Industrie 4.0 ist nicht die Fabrik 4.0
Das neue Schlagwort heißt jetzt Industrie 4.0, das Politik, Industrie, Analysten und Anleger gleichermaßen fasziniert. Die neue Technik bietet dabei oft schon totgesagten Maschinenbauern Chancen.
von Thomas Rappold, Gastautor von Euro am Sonntag
Jüngst präsentierte sich die Hannover Messe wieder als Schaufenster der neuesten Errungenschaften industrieller Technologie. Rund 6.500 Aussteller aus 70 Ländern präsentierten ihre Innovationen. Dabei standen Lösungen rund um Industrie 4.0 im Mittelpunkt. Roboter und Fertigungsstraßen, die, orchestriert durch digitale Sensorik und mithilfe künstlicher Intelligenz, zu denkenden Produktionsstätten mutieren und intelligent auf kurzfristigen Bedarf und individuelle Kundenwünsche hin produzieren, werden uns als das nächste große Ding verkauft. Ist dies zu kurz gesprungen?
Mit der enormen Wucht der zunehmenden Digitalisierung sämtlicher Wirtschaftszweige wird uns von den Propheten des Silicon Valley mit Aussagen wie "Software is eating the world" und "digitale Disruption" wieder weisgemacht, dass alles Produzierende und Reale durch Software und Dienste ersetzt wird.
Hier stehen sich nun zwei Welten oder vielmehr Weltanschauungen gegenüber, die für sich jeweils in ihrem eigenen Territorium sehr erfolgreich sind: die Techindustrie im Silicon Valley und die deutsche Maschinen- und Elektroindustrie. Nun kommen sie sich aber ins Gehege, da die jeweilige Partei versucht, in das Territorium des anderen einzudringen.
Cloud-Computing als Teil
des Maschinen- und Anlagenbaus
Die Amerikaner haben die größere Vision und reden vom "Internet der Dinge", also dass praktisch alles zum Internet wird, wohingegen die Deutschen wieder einmal pragmatisch von "Industrie 4.0", also einer neuen vernetzten und übergreifenden intelligenten Produktionslandschaft, sprechen.
Vielfach hat man bei den Marketingbotschaften der Maschinenbauer den Eindruck, Industrie 4.0 bedeute, eine Maschine mit dem Internet zu vernetzen. Dabei ist es weit mehr als die Optimierung der Produktionssteuerung. Vielmehr muss die deutsche Industrie vom Silicon Valley schnell lernen und viel stärker in neuen digitalen Geschäftsmodellen und vor allem mehr softwarezentriert in App- und Cloud-Plattformen sowie Diensten denken.

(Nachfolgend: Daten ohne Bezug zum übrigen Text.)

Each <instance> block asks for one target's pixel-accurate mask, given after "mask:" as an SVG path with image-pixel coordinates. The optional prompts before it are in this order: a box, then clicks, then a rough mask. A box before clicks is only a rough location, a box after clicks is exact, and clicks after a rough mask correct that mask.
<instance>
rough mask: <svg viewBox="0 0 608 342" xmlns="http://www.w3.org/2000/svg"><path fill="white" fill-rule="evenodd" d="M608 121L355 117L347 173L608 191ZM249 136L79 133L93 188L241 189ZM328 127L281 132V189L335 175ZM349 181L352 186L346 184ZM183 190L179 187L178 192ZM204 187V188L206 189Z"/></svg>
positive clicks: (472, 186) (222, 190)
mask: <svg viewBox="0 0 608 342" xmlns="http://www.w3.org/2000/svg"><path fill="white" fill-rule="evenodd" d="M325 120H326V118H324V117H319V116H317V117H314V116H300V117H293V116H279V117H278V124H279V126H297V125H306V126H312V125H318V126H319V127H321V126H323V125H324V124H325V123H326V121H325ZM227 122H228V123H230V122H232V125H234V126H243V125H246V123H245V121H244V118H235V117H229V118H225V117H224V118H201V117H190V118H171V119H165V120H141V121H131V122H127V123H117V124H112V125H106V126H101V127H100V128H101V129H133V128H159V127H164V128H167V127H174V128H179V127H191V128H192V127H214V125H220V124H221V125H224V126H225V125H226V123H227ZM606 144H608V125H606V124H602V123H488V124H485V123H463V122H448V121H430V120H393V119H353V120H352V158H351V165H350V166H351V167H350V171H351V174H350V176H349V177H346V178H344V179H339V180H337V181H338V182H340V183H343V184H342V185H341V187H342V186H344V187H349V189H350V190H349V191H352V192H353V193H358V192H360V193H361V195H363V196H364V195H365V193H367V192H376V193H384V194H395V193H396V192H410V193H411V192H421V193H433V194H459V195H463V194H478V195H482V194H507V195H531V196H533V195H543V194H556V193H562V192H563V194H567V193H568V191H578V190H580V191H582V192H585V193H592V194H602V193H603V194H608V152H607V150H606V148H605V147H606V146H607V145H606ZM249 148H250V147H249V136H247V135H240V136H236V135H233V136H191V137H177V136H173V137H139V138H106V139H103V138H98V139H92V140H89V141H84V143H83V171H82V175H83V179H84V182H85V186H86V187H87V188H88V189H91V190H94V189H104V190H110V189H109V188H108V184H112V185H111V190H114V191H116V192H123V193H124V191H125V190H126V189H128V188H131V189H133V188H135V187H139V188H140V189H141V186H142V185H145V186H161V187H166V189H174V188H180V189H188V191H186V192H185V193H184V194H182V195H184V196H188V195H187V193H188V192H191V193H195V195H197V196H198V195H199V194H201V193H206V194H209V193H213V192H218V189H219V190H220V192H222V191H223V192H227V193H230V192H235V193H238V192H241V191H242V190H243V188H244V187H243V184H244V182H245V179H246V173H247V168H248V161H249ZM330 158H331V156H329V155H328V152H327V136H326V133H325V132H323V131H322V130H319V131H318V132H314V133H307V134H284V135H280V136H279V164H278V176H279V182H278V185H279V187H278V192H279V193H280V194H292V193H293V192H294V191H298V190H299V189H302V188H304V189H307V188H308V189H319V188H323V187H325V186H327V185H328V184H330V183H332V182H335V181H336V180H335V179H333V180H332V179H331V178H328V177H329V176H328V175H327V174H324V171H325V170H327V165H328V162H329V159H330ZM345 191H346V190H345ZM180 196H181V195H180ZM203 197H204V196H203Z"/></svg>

Was bedeutet dies nun konkret, und wie können wir beide Welten optimal zusammenführen? Dazu zwei Beispiele: Deutschland ist weltweit einer der Vorreiter bei der Stromerzeugung mittels erneuerbarer Energie. Trotzdem hapert es an einem intelligenten Stromnetz. Ein kalifornischer Internetunternehmer zeigt den Deutschen, wie es geht. Elon Musk, reich geworden durch die Erfindung des Bezahldienstes Paypal, revolutioniert gerade mit Tesla die Automobilbranche und baut ganz nebenbei ein neuartiges intelligentes Stromnetz auf, und dies gleich weltweit. Er nutzt dabei die Ladestationen von Tesla zur Stromverteilung und die Batterien seiner Tesla-Autos als Stromspeicher.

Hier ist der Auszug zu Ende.